The criticisms most often levied against Lee are that he lacks defensive ability, his points and rebounds are mostly for show and he was overpaid to come to the Warriors. Lee’s hard work around the basket, especially his rebounding ability (he secured 11.2 rebounds a game), make up for some of his defensive liabilities.
Lee is a little bit overpriced even after coming off the first All-Star appearance for the Warriors since Latrell Sprewell in 1997. But Lee is a team leader, and he fought off a season-ending injury in the playoffs to play limited minutes against both Denver and San Antonio.
Lee’s statistics at the end of this last season were 18.5 PPG, 11.2 RPG and 3.5 APG.
Carl Landry was the first step in the changing of the guard in terms of signing free agents. Recently deputized general manager Bob Myers showed he had the chops by inking Landry to a comparatively low-priced deal.
Landry was exactly what the doctor ordered, as the Warriors were looking for an extra frontcourt body, someone who could provide toughness and a strong defensive ability.
The Warriors didn’t expect center Andrew Bogut to take so long to heal from his ankle injury, but Landry provided the microwave touch of a quick offensive punch as he rotated with David Lee.
Landry shot 54 percent from the field in his one year with the Warriors, averaging 10.8 PPG, 6.0 RPG and 0.8 APG. In the playoffs, he brought it just as strong—as he had to fill in for an injured David Lee—and the team advanced to the second round.
Landry decided not to accept the second-year option in his contract and leveraged his skills into a four-year, $26 million deal with the Sacramento Kings. He will have the chance to continue his relationship with ex-Warriors assistant, now Kings head coach, Mike Malone.
Andre Igoudala has not even played a regular-season game with the Golden State Warriors, but his signing signifies that the Warriors are now playing with the big boys.

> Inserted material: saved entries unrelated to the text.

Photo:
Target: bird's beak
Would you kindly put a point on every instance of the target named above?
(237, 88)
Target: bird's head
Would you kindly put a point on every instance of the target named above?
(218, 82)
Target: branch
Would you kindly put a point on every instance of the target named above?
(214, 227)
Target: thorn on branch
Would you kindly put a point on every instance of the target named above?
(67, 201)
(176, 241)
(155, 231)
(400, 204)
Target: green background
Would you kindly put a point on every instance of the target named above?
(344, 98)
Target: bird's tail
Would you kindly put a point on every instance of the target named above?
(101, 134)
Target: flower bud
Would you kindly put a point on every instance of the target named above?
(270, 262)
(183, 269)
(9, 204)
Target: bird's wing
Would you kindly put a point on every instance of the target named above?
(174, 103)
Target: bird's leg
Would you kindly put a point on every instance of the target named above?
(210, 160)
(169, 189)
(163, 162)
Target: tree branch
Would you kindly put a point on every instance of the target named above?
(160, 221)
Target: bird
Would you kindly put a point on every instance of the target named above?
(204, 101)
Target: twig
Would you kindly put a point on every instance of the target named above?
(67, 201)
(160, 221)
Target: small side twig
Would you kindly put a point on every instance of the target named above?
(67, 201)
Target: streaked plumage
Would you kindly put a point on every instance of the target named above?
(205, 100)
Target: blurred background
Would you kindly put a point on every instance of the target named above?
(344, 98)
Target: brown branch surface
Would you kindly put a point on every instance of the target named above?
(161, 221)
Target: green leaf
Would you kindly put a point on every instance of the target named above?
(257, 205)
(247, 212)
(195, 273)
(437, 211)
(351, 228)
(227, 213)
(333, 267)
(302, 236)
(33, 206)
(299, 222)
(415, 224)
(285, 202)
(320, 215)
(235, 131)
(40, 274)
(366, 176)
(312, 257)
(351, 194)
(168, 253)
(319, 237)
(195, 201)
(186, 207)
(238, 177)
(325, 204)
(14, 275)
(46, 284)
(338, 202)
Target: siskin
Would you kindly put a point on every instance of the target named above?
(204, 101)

Iguodala possesses a lot of the qualities the team was missing and has been called a Swiss Army knife because he is so adept at doing everything on the floor.

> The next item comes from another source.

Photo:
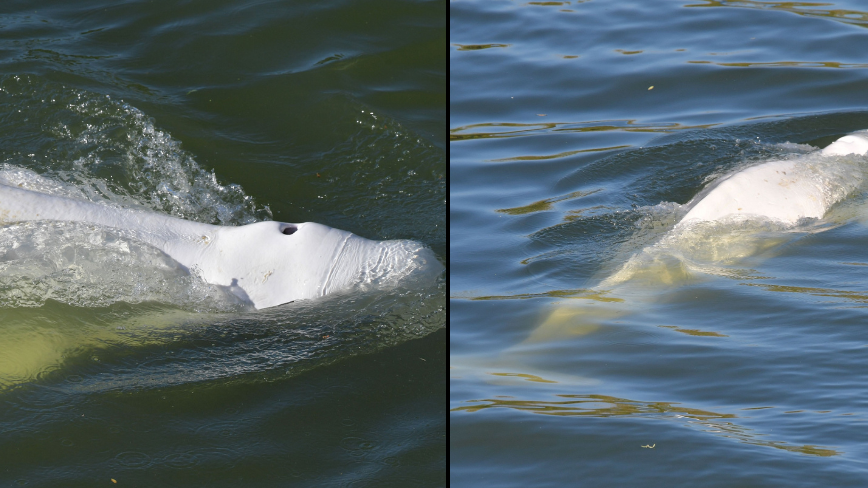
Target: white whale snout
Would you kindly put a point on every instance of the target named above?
(784, 191)
(265, 263)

He can dominate on offense beyond just a scoring. He can get the ball to teammates, move effectively without the ball and he has great court vision. He is also their de facto backup point guard with the departure of Jarrett Jack, and he has some moves that will dazzle opponents.

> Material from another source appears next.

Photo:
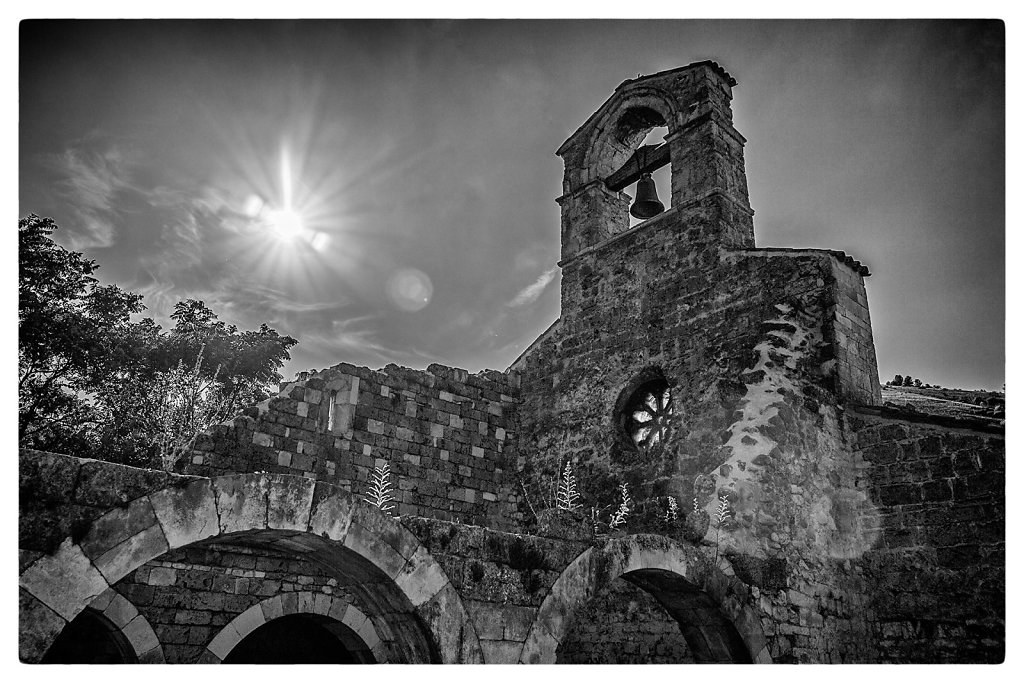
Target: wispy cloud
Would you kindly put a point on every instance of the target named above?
(91, 180)
(531, 292)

Iggy ranked third in assists at the shooting guard position with 5.4 per game, behind only Kobe Bryant and James Harden. With his dynamic style of play, he will open lanes for not only guards Steph Curry and Klay Thompson, but the front line too.
The key to the acquisition is that Iggy is a selfless player who will do whatever it takes to win. He is also one of the best defenders in the league and will probably team up with Thompson to make one of the stronger perimeters in the Association.
The No. 1 free-agent signing by the Warriors is the player who was key in leading them to their last NBA Championship. He began his career with the San Francisco Warriors, but after a sojourn in the ABA, returned to the Dubs via free agency.
In his second tour of duty with the Warriors, he put up some gaudy scoring numbers and led the NBA in free-throw shooting percentage four times. During their championship season of 1974-75, Barry led the league in steals with 2.9 per game as a small forward.
Barry put all of his talents together with a solid roster that included the likes of Clifford Ray, Phil Smith and Jamaal Wilkes to upset and sweep the heavily-favored Washington Bullets in the NBA Finals. Barry was the best player on the court and earned the 1975 NBA Finals MVP Award.
His gritty, never-take-no-for-an-answer attitude fueled the fire for that team. He was a perennial All-Star with the Warriors upon his return and earned three consecutive All-NBA First Team selections starting after the conclusion of the 1973-74 season.
The Golden State Warriors retired his jersey, No. 24, on March 18, 1988 to go along with other Warriors greats. He was the last player to have been honored from that era, and his jersey was the last one retired until Chris Mullin received the honor in 2012.